I don’t want Lily, or any of our future kids to have to go through everything I have had to over the years, but if they do end up being deaf I’ll support them just as much as I’ll support our hearing kids. If they struggle, I’ll help, if they’re bullied, I’ll bring hell upon the bullies, I’ll mould them all to stand up against the dicks of the world, and I’ll teach them to be who they are and be brave and do what they want. Yes, I’m scared that our children could end up deaf, but not because of the deafness itself, but because of other people, they might be bullied, they might be treated different they might get scared, they might struggle. That’s what worries me.

I recently filmed an updated version of my “What is Deafness?” video on YouTube, check it out!


Ben, Georgina’s husband to be, Eloise and Lily’s Dad, a deaf human and official guest poster

Find Ben here:

Twitter | YouTube | Facebook | Instagram

For more information and support surrounding childhood deafness please visit the National Deaf Children’s Society.

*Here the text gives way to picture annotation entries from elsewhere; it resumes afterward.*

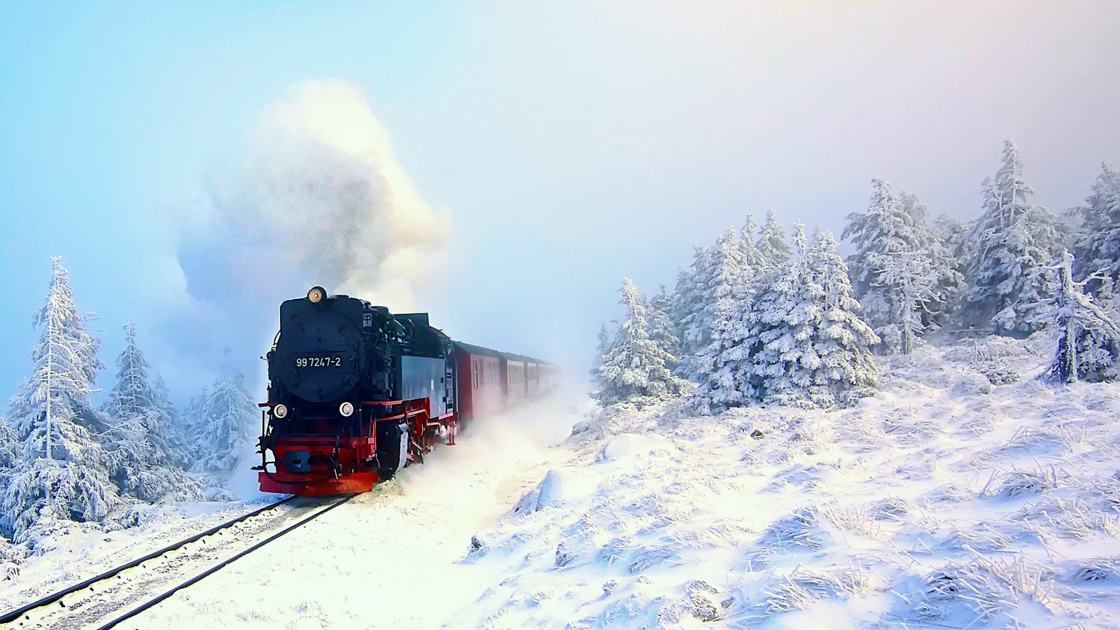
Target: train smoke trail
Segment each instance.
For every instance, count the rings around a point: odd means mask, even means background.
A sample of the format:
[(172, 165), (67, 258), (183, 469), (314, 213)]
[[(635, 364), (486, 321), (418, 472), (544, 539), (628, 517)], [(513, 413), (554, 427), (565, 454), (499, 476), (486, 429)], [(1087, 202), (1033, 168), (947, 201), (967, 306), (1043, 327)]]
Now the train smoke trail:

  1. July 28, 2017 / 3:53 pm

    This was such an interesting read. Well done for sharing your story Ben x

  2. July 28, 2017 / 5:54 pm

    Well done for sharing Ben. It was interesting to read your experience of deafness.

  3. July 28, 2017 / 7:16 pm

    Fab post! Definitely opened to my eyes more to something I don't experience or even think much of. Sending love xx

  4. July 29, 2017 / 7:48 am

    This was really interesting to read – thank you for sharing with us! I find it so shocking that it took until you were 4 to be diagnosed.xo

  5. July 29, 2017 / 8:28 am

    More guest posts Ben! Such an honest post, if Lily or any future children were to be deaf, the small silver lining would be having a Dad who knows exactly how they are feeling and they wouldn't feel so alone in it. Did it help at all that your dad and grandfather also had hearing loss?